Definitions can be created via:
- **Django Admin:** `/admin/orchestration/pipelinedefinition/`
- **Setup wizard:** `python manage.py setup_instance`

Step 2: Verify the file renders correctly

Read the file and confirm the section looks correct, the table renders, and the surrounding content (Comparison table on line 177+) is intact.

Step 3: Commit

git add docs/Architecture.md
git commit -m "docs: update Architecture.md with real node handler details"

Task 3: Update orchestration README — add node handlers reference, tutorial, and troubleshooting

Files:

Modify: apps/orchestration/README.md

This is the largest task. Add new sections after the existing “CLI Reference” section (after line 256, before ### monitor_pipeline). Also fix the test path reference on line 388.

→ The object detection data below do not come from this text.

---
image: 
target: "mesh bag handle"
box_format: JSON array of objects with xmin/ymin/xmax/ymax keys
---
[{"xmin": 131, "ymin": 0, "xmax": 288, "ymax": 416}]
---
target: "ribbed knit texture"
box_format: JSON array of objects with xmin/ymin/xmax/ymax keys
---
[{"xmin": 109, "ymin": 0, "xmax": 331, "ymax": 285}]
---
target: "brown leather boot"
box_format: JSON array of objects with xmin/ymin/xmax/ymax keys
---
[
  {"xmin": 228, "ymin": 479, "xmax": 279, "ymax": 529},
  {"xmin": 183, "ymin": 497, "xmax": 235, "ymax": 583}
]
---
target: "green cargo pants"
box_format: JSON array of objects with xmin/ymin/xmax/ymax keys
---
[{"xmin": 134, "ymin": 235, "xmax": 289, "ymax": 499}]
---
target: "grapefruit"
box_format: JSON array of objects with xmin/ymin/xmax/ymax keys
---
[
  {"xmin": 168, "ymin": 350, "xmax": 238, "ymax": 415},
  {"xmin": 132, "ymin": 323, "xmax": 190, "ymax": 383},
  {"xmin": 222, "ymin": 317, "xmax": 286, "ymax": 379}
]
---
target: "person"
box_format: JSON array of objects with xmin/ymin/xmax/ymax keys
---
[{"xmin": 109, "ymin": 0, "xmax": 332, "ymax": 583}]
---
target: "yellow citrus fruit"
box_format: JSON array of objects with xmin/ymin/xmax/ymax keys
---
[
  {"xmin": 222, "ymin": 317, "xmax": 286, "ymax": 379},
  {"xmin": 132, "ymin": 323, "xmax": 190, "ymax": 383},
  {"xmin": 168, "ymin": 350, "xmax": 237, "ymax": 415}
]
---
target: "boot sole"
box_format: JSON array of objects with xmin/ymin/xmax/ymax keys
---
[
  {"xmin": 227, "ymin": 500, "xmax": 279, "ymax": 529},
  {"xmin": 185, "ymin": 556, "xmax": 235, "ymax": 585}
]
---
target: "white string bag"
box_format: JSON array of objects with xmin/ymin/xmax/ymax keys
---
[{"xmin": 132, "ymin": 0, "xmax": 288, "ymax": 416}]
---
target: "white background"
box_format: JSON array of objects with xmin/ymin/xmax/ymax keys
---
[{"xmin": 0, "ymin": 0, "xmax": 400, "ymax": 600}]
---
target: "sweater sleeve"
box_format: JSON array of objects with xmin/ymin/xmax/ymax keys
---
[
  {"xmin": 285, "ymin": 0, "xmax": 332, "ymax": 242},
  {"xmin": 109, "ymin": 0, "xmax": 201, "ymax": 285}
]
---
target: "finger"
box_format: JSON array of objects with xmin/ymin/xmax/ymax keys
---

Step 1: Fix test path on line 388

Change:

uv run pytest apps/orchestration/tests.py -v

to:

uv run pytest apps/orchestration/_tests/ -v

Step 2: Add new sections before ### monitor_pipeline (insert after line 256)

Insert the following content after line 256 (after the flag reference table, before ---):

---

### Definition-Based Pipelines — Deep Dive

The definition-based pipeline system lets you compose any combination of nodes into a custom pipeline. Unlike the hardcoded 4-stage pipeline, definition-based pipelines are configured via JSON and stored in the database.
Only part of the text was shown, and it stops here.